4. Invest in Treasury Inflation-Protected Securities (TIPS)
Other than international bonds, you can also invest in domestic bonds like TIPS. TIPS are U.S. Treasury bonds and are inflation-protected. Their values increase similarly to inflation, which helps you earn at the same pace as inflation. Moreover, the interest rate is fixed for the entire investment term so that you can rely on it for your varied goals with surety. The interest is paid every six months. Further, you receive the inflation-adjusted invested capital at maturity. The risk involved is also low.
5. Explore real estate investing options
Real estate investments can offer numerous benefits. Firstly, they are solid financial assets that can secure you and your future generations for years. Secondly, they have the ability to generate income that can be inflation adjusted. Rent increases with inflation. If you have a rental property, you can benefit from it by increasing the rent as the inflation rate rises. Further, you can also sell real estate at a high price if inflation is high. Real estate can be a valuable asset. But if you do not already own a property, it would be hard to buy one while inflation is high. Therefore, you can consider investing in Real Estate Investment Trusts (REITs). REITs are companies that own or manage income-generating properties. For instance, a REIT may own an office complex. The income the company earns from the rent of this office complex will be shared among all investors in the form of a dividend. If there is an increase in the inflation rate, the rent will rise, and so will dividends.
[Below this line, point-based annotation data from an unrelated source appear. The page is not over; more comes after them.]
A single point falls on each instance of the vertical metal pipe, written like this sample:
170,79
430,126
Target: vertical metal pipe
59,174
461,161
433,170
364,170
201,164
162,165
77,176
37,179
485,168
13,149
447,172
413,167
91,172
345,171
6. Consider investing in cryptocurrencies
Cryptocurrencies are another way to outpace inflation. The return from some cryptocurrencies has been astronomical, with values going as high as 770%. Compared to the inflation rate of 8.5%, this is undoubtedly a massive jump and can be helpful in not only tackling inflation but also building wealth in other scenarios. However, cryptocurrencies are incredibly volatile. They are relatively new and therefore lack any historical data or performance to rely on. They are also not government-regulated, which augments the risk involved. Thus, even though they can offer a solid hedge against inflation, it is recommended to only invest in them if you have a high-risk appetite. Further, it may also be advised to contact a financial advisor or carry out adequate research before picking a cryptocurrency for investment.
To conclude
The current inflationary period has hit extreme records. And even though this may seem like an isolated event due to unexpected circumstances like the pandemic and the Ukraine-Russia war, it cannot be undermined. Inflation impacts not only your current income but also your future financial security. Therefore, try to negotiate a high salary with your employer. If you need more clarification about how much of a raise you need to keep up with inflation, consider hiring a financial advisor to better evaluate your goals, expenses, and income first. Further, do not forget to keep an eye on the future and continue investing your money. Remember, it is vital to make your money work for you, and this can be done through consistent savings and investments only.